Big Brother 2018 Review

It’s with sadness Big Brother will finally leave UK screens. At least, that looks to be the case but it feels too big to be left on the TV scrapheap for long. For eighteen years it has been the original and best reality TV show. The last season started with a nod to the past but perhaps also went some way to explaining why it lacks a definite future.

Over the years, it’s been no secret this writer wanted to get into the famous house at Elstree Studios but this series finally turned me off the idea. It’s often the case the most entertaining housemates leave too early. In this year’s show, if we reversed the timeline of evictions, it would have made compelling viewing to the end.

Instead, the final season limped like a lame dog during the last fortnight. Characters (because that’s what housemates become) either showed their true colours (Zoe) or grated beyond belief (the rest of the finalists).

Could I have coped in a house that was unclean, where shoes rested on pillows, the floor looked like a vacuum cleaner had been emptied on it, and the only activity was people smoking?

Nope. I’d have gone full aggro-bellend to pass the time.

Which could explain why Lewis F was so quick to start a pointless argument. He overstepped the mark with Kay, she clearly asked to stop the chat, but Lewis F needs to peck at people’s heads as much as Tomasz needs to lounge around like a camp Jabba the Hutt.

Lewis F showed his softer side, helping Cameron come out on national television. The cynic will wonder if that was a plot by the eventual winner. His disingenuous reactions to being scared in tasks prove he has a taste for the theatrics.

The last Channel 5 Big Brother did feel retro. Isaac, Kenaley and Akeem all felt like legitimate additions to Big Brother folk law, along with Lewis F, Kay and the underappreciated Lewis G.

Cian felt like a bit of a cheap imposter and Sian proves that good looks can get a person far in the absence of a personality.

It was sad to see Emma Willis and Rylan bid farewell to a show they obviously care about. Willis has been a worthy successor to Davina’s mantel (we’ll forget the Brian Downing attempt to host the show) and hopefully retains her spot should the show be revived.

I can’t say I’ve watched every season like a superfan. Some years I haven’t even been in the country during the summer. But a quick look at former winners shows enough names still jump out as recognisable even now.

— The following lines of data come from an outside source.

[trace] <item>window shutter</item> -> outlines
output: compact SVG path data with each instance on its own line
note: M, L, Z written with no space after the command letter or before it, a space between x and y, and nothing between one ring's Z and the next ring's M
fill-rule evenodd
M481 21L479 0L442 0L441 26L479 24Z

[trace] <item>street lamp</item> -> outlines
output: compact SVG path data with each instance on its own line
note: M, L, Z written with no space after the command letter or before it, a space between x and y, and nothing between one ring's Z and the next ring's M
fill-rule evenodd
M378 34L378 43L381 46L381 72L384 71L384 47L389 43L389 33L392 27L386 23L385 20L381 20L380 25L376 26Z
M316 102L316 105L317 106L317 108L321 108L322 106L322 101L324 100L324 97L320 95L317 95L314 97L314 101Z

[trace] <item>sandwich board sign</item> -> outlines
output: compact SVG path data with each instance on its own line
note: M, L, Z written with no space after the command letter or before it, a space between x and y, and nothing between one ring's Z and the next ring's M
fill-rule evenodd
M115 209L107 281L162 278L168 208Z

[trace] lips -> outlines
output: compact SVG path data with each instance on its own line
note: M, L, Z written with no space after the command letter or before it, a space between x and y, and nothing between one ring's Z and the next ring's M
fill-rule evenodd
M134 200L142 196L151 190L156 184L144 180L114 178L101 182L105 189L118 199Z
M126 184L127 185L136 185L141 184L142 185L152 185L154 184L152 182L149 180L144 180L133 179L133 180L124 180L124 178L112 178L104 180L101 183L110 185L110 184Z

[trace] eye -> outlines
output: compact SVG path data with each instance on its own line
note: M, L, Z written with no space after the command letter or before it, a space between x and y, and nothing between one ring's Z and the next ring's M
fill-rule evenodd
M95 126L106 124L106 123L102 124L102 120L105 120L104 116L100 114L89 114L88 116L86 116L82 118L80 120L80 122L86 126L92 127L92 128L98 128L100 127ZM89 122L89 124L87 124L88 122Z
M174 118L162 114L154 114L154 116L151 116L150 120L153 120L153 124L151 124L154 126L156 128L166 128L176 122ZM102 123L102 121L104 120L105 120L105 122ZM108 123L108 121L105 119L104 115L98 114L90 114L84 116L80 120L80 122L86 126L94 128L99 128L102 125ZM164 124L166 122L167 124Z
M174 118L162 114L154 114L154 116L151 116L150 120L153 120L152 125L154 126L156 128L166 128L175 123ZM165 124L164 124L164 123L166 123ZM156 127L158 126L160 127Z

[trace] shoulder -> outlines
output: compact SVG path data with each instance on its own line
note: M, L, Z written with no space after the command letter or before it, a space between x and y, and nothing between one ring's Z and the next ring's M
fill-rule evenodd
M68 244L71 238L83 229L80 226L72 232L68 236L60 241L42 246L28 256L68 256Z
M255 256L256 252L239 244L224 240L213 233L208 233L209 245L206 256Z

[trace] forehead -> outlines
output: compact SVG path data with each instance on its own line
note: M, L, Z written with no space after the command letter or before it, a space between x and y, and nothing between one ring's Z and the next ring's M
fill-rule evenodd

Big Brother has been more than just a reality TV show, it has been a way to chronicle popular culture over the last two decades.

Venom – Review

It’s quite fitting that the first movie I review here is about a guy coping with multiple personalities while running around in a mask. One that suspiciously looks like Spider-Man headwear. Okay, before we dive into the Venom review, we need to address the Spidey Elephant in the room. Venom without Spider-Man is like The Joker without Batman. Well, they’re gonna do that soon enough so we can try our best to move past it.

Let’s face it kids, if a person like me who has spent large chunks of his adult life wearing modified Spider-Man masks can get over the altered origin story, you should try too. But I’ll not lie, the film was always going to struggle with such constraints. The problem is Sony losing its balls. Their best Spider-Man was the amazing Andrew Garfield. Had they carried on with those movies, this Venom could have been the proper version.

Instead, we relocate to San Francisco but retain Eddie Brock as a New Yorker. He had to move to get away from some trouble. You know, the trouble of your origin story joining the MCU without you. Thankfully the strong chemistry between the leads, Tom Hardy and Michelle Williams, means we soon forget about webslingers.

What we have is an alien symbiote that needs a host. Evil baddie Carlton Drake is trying to assimilate humans and the aliens, Venom – as he becomes known to us – escapes and chooses Eddie. What follows is decent action and a fun ride. Picture The Mask but with adult violence, superheroes and a good love interest.

It deserves a sequel and hopefully some Sony exec will grow a pair and bring the best Spidey back for a showdown.